A 100 percent evaluation is warranted for total occupational and social impairment, due to such symptoms as: gross impairment in thought processes or communication; persistent delusions or hallucinations; grossly inappropriate behavior; persistent danger of hurting self or others; intermittent inability to perform activities of daily living (including maintenance of minimal personal hygiene); disorientation to time or place; memory loss for names of close relatives, own occupation, or own name. 38 C.F.R. § 4.130, Diagnostic Codes 9411.
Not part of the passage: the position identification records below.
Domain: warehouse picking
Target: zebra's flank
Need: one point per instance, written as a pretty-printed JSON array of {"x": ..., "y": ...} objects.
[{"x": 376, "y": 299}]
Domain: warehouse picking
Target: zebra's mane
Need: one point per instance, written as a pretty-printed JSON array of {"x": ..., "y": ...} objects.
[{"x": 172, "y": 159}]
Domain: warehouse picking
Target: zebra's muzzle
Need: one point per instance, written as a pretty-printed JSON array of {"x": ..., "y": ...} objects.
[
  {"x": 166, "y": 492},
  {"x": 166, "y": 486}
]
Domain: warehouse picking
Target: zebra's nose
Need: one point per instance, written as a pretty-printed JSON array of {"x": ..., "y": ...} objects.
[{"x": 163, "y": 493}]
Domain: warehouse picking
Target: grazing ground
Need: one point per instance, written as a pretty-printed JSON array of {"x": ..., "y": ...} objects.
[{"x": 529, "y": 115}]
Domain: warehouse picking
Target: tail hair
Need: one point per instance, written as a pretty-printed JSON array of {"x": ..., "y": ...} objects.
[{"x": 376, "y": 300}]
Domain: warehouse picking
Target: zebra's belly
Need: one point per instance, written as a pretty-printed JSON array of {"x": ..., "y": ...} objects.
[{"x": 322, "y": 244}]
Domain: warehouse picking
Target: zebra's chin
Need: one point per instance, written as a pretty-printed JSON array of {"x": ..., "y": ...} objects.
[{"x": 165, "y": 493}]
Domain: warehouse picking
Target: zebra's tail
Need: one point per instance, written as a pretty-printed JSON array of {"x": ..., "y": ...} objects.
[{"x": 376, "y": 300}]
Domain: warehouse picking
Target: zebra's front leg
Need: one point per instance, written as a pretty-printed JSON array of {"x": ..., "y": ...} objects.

In assessing the evidence of record, it is important to note that the Global Assessment of Functioning (GAF) score is based on a scale reflecting the "psychological, social, and occupational functioning on a hypothetical continuum of mental health-illness." Richard v. Brown, 9 Vet. App. 266, 267 (citing DIAGNOSTIC AND STATISTICAL MANUAL OF MENTAL DISORDERS, 4th ed. (DSM-IV) at 32).